Bellevue, WA-based Puget Energy Wednesday reported a 2 cents/share earnings increase for the third quarter compared to the same period last year, but its year-to-date results were down compared to the same period in 2001. The company attributed the decrease to the first quarter of this year when its principal utility subsidiary, Puget Sound Energy, was undercollected in terms of retail rates lagging behind 2001’s skyrocketing wholesale electricity prices.

The parent company reported third quarter profits for common stock of $6.6 million, or 7 cents/share, compared to $4.7 million, or 5 cents/share, for the same period in 2001. It has increased its earnings target for the full year to $1.25/share.
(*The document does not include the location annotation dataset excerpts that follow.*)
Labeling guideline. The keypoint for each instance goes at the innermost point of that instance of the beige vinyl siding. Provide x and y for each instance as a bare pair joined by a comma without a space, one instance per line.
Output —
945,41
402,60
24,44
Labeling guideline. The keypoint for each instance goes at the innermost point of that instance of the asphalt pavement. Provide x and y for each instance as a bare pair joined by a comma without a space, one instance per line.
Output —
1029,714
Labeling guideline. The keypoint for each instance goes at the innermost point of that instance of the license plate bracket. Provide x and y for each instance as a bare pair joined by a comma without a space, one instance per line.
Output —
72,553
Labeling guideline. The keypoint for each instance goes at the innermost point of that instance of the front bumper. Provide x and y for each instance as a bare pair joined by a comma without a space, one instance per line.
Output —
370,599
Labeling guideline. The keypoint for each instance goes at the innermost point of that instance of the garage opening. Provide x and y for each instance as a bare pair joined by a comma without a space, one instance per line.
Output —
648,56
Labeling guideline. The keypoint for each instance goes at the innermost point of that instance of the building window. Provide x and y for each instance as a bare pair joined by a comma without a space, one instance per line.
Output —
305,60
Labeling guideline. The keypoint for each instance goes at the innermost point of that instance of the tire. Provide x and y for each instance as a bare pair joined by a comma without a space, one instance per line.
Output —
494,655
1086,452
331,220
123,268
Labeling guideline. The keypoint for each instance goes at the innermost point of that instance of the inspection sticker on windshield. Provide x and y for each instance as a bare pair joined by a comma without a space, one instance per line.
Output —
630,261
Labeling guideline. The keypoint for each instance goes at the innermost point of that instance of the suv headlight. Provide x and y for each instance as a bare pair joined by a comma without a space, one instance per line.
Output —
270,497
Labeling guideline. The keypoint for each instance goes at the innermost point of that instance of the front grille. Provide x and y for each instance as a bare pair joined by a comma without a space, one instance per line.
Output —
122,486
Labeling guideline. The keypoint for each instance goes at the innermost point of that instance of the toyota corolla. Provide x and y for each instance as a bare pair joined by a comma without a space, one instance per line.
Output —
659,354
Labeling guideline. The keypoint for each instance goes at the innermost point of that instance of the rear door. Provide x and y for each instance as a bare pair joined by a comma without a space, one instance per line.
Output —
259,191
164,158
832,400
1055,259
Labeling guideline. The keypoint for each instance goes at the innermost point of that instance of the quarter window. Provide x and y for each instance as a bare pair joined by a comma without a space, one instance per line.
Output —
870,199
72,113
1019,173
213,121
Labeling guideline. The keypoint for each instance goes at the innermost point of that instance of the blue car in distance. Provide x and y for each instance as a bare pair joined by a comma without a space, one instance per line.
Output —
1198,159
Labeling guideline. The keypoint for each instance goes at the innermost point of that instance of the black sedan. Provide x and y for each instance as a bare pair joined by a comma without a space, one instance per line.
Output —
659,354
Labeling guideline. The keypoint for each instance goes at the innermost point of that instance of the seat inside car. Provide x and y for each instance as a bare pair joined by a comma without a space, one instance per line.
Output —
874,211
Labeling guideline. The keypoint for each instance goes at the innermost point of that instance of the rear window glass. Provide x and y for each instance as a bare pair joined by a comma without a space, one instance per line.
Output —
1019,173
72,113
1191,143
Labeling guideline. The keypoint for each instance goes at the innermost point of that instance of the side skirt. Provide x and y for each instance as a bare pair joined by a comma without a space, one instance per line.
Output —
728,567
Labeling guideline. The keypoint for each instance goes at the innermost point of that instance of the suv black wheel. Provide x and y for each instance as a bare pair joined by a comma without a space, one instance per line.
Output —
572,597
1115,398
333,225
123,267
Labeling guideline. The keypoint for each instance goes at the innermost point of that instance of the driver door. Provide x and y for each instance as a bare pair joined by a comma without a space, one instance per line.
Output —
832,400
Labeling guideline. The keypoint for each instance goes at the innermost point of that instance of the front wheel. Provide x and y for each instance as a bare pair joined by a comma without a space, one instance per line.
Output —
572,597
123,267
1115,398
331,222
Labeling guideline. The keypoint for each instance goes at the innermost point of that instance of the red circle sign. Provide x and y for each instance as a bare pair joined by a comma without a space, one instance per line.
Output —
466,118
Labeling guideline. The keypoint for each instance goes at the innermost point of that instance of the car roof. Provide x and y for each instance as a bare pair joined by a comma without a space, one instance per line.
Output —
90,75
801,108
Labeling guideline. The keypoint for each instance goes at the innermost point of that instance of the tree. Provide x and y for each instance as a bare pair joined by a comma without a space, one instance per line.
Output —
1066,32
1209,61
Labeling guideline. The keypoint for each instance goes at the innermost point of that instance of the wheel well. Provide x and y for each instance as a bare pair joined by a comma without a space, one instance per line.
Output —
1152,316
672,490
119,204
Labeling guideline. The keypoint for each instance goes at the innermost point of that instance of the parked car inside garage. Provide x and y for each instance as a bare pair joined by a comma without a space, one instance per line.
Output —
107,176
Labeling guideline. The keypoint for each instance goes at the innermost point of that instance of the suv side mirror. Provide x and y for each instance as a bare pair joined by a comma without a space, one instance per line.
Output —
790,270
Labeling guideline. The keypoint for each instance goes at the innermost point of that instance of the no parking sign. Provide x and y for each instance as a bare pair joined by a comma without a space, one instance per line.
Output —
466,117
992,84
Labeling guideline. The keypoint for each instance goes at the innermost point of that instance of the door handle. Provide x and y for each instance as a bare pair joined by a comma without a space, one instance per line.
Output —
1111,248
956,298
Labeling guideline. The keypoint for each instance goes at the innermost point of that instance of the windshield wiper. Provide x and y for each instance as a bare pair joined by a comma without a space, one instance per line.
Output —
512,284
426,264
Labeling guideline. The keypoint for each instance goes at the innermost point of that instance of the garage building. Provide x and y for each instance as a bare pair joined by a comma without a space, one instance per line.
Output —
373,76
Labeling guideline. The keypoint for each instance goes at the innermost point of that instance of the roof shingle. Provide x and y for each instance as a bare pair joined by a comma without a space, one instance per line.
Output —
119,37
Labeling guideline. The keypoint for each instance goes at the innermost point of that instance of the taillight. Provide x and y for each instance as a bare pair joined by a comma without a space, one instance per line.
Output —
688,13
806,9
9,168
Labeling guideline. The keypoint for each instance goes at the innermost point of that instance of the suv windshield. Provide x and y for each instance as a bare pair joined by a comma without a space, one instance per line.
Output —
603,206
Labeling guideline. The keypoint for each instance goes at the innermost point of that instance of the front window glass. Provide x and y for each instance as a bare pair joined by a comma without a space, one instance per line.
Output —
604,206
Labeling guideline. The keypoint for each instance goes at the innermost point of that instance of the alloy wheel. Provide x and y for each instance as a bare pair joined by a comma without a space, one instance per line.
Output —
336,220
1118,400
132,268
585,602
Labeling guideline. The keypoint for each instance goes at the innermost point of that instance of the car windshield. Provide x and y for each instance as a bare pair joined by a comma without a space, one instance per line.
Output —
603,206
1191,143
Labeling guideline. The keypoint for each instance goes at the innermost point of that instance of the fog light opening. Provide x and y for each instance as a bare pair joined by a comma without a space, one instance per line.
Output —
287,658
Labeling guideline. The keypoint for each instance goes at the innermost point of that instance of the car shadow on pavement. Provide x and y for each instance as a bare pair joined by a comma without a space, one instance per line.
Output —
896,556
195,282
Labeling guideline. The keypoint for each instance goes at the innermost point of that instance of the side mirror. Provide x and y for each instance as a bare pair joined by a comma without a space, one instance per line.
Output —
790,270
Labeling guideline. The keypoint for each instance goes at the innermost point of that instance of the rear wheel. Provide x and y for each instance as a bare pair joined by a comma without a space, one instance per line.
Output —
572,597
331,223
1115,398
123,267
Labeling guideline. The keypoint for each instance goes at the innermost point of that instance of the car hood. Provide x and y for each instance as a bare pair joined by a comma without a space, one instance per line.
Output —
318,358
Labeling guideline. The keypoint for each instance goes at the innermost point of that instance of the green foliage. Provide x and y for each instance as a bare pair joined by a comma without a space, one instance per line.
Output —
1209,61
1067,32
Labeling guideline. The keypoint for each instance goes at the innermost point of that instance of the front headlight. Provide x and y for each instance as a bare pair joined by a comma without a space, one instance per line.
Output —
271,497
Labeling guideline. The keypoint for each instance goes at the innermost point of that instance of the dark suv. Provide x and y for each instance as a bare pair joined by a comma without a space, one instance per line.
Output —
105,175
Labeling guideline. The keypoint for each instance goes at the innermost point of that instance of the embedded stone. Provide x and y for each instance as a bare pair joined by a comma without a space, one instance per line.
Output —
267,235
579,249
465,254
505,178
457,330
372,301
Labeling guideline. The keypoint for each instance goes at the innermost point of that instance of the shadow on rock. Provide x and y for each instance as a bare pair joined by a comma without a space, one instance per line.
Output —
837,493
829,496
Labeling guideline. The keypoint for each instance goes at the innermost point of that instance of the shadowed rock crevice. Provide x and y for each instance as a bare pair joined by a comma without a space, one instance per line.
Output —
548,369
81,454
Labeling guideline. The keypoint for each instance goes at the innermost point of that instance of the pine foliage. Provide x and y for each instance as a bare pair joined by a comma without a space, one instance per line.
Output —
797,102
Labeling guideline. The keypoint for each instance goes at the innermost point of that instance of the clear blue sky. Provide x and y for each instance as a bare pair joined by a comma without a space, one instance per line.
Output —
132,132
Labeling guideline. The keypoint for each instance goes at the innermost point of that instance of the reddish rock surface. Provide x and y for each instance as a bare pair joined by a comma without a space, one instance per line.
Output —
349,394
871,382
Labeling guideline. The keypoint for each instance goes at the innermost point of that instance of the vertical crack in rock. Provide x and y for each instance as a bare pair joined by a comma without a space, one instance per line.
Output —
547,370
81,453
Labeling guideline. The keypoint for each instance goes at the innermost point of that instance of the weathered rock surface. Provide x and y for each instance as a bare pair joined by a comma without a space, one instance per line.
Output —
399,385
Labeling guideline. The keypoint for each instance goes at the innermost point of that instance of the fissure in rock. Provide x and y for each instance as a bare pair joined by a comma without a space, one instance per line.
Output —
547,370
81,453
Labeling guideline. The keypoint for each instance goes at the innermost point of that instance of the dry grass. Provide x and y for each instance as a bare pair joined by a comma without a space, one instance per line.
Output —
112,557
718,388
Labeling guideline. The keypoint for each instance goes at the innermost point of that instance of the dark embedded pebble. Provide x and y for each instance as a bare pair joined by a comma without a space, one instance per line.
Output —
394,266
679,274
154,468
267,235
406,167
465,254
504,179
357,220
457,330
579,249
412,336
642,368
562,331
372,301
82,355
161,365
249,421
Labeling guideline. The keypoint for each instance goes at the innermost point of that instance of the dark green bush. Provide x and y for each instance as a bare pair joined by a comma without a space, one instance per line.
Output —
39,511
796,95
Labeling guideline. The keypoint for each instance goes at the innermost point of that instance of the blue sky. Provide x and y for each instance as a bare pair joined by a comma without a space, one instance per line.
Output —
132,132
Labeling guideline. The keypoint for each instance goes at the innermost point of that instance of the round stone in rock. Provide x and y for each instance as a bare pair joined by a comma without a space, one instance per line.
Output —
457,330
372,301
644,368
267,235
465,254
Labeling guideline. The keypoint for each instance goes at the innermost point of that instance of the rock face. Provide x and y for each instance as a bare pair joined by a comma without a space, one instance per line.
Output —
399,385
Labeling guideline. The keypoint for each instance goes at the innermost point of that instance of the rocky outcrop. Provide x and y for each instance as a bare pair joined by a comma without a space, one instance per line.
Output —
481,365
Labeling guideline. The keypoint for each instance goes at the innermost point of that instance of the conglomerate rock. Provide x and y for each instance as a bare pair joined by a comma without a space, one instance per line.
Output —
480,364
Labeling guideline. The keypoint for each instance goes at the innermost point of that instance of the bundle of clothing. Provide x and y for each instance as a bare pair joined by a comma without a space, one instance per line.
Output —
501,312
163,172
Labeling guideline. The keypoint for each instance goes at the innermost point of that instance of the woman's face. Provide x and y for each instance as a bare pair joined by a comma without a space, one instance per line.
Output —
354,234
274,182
To-date (nine-month) income was $60.5 million, or 69 cents/share, compared to $92.2 million, or $1.06/share, in the same period last year.

In addition to the undercollection on wholesale power costs in the first quarter this year, Puget Energy in the 2001 nine-month period had the benefit of a one-time 5 cents/share windfall from the sale of a former utility subsidiary and some other gains from real estate sales. By the second quarter of this year, the utility worked out a rate case settlement with state of Washington regulators.

“This (third quarter 2002) quarter continues to reflect our disciplined progress toward restoring the financial health of Puget Energy,” said Stephen Reynolds, Puget’s president/CEO. “While this has been a tumultuous period for the energy industry and financial markets in general, we’re pleased to be able to increase Puget Energy’s 2002 earnings guidance by 5 cents/share to a range of $1.20 to $1.25/share.” He also said that the earnings guidance for 2003 remains the same: $1.75-$1.90/share.

The utility’s “continued strong performance,” Reynolds said, is the primary reason that Puget Energy is now able to increase the 2002 earnings estimates.

Puget said it will conduct a conference call and webcast for the financial community Thursday at 10 a.m. EDT (www.pse.com or 800-428-6051).